This is not an assignment, just a voluntary exercise for you to test if you grasp the concepts in the corresponding topics. It does not have to be handed in anywhere
You are given 2 datasets from https://nomadlist.com
- A community page for remote workers worldwide. Further, you are provided with a countries list, a dataset containing information on countries, regions and countrycodes.

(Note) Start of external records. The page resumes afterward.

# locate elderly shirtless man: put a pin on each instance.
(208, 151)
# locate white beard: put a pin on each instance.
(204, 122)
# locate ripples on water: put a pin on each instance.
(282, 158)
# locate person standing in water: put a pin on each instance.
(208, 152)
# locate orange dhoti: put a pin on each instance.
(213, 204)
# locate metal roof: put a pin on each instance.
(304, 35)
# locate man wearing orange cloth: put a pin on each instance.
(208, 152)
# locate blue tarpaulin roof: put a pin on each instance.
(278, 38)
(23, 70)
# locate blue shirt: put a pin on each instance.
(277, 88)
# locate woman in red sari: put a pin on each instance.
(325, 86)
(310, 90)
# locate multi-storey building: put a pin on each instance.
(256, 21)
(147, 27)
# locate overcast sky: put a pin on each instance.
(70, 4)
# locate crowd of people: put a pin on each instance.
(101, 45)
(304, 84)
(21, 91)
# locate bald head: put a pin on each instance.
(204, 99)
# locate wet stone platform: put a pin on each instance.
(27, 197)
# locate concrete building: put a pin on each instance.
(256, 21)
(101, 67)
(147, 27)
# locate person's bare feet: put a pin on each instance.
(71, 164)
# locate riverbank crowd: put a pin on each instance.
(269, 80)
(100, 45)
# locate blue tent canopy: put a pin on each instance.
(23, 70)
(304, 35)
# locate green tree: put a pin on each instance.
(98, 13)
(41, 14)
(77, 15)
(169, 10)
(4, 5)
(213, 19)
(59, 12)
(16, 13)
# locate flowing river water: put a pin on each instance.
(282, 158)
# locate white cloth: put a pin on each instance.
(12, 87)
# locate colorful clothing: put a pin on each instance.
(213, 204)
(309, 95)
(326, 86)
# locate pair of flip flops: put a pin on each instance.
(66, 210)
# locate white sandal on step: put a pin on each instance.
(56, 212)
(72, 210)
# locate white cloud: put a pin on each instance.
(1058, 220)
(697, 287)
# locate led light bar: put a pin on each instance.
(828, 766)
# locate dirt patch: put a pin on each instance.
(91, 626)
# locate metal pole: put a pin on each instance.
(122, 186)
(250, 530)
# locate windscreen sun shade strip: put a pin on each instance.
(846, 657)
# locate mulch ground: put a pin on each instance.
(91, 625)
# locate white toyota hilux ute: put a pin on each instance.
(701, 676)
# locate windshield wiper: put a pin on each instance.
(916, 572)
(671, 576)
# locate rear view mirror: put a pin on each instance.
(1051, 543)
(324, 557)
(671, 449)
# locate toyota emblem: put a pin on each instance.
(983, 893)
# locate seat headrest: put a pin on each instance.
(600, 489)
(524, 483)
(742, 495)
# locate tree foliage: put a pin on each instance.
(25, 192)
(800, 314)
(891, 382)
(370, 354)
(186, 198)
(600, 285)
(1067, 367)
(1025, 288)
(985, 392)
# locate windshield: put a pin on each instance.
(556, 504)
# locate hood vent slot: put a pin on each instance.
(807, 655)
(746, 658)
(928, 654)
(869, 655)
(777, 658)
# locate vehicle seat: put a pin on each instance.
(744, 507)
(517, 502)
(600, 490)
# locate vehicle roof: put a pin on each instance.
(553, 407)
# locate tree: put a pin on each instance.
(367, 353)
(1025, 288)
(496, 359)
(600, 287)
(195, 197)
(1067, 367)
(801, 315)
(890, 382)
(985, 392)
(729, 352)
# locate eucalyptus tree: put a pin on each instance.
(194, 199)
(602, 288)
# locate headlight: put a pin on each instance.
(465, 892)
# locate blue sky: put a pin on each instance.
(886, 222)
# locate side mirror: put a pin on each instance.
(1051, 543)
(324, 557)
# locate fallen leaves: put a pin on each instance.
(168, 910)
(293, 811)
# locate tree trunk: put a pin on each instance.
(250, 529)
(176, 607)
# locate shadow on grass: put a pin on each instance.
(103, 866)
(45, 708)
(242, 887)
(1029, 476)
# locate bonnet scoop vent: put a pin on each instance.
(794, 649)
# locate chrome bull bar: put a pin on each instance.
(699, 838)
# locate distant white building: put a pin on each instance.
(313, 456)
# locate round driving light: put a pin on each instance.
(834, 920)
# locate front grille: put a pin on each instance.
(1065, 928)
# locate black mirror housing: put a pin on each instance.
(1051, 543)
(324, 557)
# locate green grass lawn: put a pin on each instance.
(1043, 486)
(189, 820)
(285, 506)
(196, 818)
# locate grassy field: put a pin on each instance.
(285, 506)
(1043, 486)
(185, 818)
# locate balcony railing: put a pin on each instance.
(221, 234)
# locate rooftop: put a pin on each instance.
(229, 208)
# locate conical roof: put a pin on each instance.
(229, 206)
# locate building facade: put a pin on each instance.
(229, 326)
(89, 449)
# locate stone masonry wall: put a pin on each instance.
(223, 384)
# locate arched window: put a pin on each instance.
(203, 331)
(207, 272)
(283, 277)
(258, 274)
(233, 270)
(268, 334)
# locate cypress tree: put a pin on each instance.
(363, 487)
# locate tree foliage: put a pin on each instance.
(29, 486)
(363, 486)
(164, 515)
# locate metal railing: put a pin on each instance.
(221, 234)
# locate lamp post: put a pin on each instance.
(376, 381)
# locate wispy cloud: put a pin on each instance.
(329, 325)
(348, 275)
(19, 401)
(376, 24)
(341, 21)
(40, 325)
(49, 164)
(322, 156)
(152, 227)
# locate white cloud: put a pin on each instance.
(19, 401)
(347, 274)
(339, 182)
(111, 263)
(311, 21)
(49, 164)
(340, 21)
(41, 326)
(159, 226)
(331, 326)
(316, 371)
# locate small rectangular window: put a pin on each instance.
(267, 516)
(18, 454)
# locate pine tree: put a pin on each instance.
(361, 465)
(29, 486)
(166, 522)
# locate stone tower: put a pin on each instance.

https://sds-aau.github.io/SDS-master/M1/data/trips.csv
https://sds-aau.github.io/SDS-master/M1/data/people.csv
https://sds-aau.github.io/SDS-master/M1/data/countrylist.csv
Preprocessing
a. Trips: transform dates into timestamps (note: in Python, you will have to coerce
errors for faulty dates)
b. Calculate trip duration in days (you can use loops, list comprehensions or map-lambda-functions (python) to create a column that holds the numerical value of the day. You can also use the datetime
package.)
c. Filter extreme (fake?) observations for durations as well as dates - start and end (trips that last 234565 days / are in the 17th or 23rd century) The minimum duration of a trip is 1 day! Hint: use percentiles/quantiles to set boundaries for extreme values - between 1 and 97, calculate and store the boundaries before subsetting. Rhint: Use percent_rank(as.numeric(variable))
to create percentiles
d. Join the countrylist data to the trips data-frame using the countrycode as a key e. [Only for python users ] Set DateTime index
as the start date of a trip
People a. How many people have a least a “High School” diploma? Hint: For this calculation remove missing value-rows or fill with “False”. b. How many “Startup Founders” have attained a “Master’s Degree”? Bonus: compared to people who don’t have a formal higher education (e.g. by using the “False” occurrences)? c. Who is the person with a Master’s Degree that has the highest number of followers? Bonus: Explore the individual further, what else can you find out?
Trips a. Which country received the highest number of trips? – And which the lowest? b. Which region received the highest number of trips in 2017? Use the start of trips as a time reference. c. Which country in “Western Europe” did travelers spent least time? – Provide visualization d. Do nomad Startup Founders tend to have shorter or longer trips on average?